We just looked out our new apartment's window—we're up on the third story—and we saw Reeve taking her morning zigzag run, trailed by her human friend, Ben Power, who maintains a more measured pace.
This winter morning our building's park is totally white—tamaracks and cedars, pathways, everything frosted. You'd think Reeve, a rescue dog from Louisiana, would object to our northern New England winter. She's small, with short brown hair, definitely not a malemute. But no—she dashes through cold and snow, sniffs, then dashes on, loving every sub-freezing moment.
These days, we enjoy other people's dogs, and Joyce lets no dog-owner go unmet.

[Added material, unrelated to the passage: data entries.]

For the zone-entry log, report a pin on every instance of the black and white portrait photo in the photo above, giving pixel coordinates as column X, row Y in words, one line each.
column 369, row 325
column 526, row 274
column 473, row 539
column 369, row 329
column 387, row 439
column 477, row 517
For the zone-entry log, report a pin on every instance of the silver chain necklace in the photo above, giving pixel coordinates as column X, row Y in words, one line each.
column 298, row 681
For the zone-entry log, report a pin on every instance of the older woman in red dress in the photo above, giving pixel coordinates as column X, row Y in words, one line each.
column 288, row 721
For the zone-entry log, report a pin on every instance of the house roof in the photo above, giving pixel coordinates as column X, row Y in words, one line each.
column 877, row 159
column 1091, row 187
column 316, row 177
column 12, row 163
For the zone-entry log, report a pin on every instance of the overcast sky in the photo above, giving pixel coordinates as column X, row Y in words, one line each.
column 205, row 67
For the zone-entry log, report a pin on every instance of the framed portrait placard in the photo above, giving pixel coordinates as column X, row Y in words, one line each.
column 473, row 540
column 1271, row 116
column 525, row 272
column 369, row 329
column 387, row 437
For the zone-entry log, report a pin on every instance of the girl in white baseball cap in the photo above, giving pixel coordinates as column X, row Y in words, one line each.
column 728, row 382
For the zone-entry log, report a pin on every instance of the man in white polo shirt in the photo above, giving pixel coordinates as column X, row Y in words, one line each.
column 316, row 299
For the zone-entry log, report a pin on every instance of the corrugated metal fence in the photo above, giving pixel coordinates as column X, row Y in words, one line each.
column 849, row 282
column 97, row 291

Out our window, before we knew them, she watched Reeve and Ben. She saw Reeve's absolute devotion to her human friend, and her willing obedience, shaped by no more than treats, kind words, and love—when Ben calls, here comes Reeve, fast as she can.
I'm out for a run most days, and Joyce told me, if you see that man and that dog, say how much your wife admires their close relationship, and his warmth with that dog.
I did, and so we met Ben Power and Reeve, which produced some surprises. Ben, we found, is a Broadway musician, currently on furlough because his show, Come From Away, is on a pandemic hiatus. He's sitting it out in a condo, near our building. He's half British, half American, and he's a skilled performer on the Irish flute and Uillean pipes.
We decided to post this story because another couple stopped us in the corridor—"Who," they asked, "is that man who is so wonderful with that dog?"
We humans are emotionally complex. Dogs just feel what they feel. A dog is content to be respected and loved. So let's take happy dogs as signs, that this world, so often seeming dark, has light in it, and joy, too, if your morning walk is rich in newsy scents.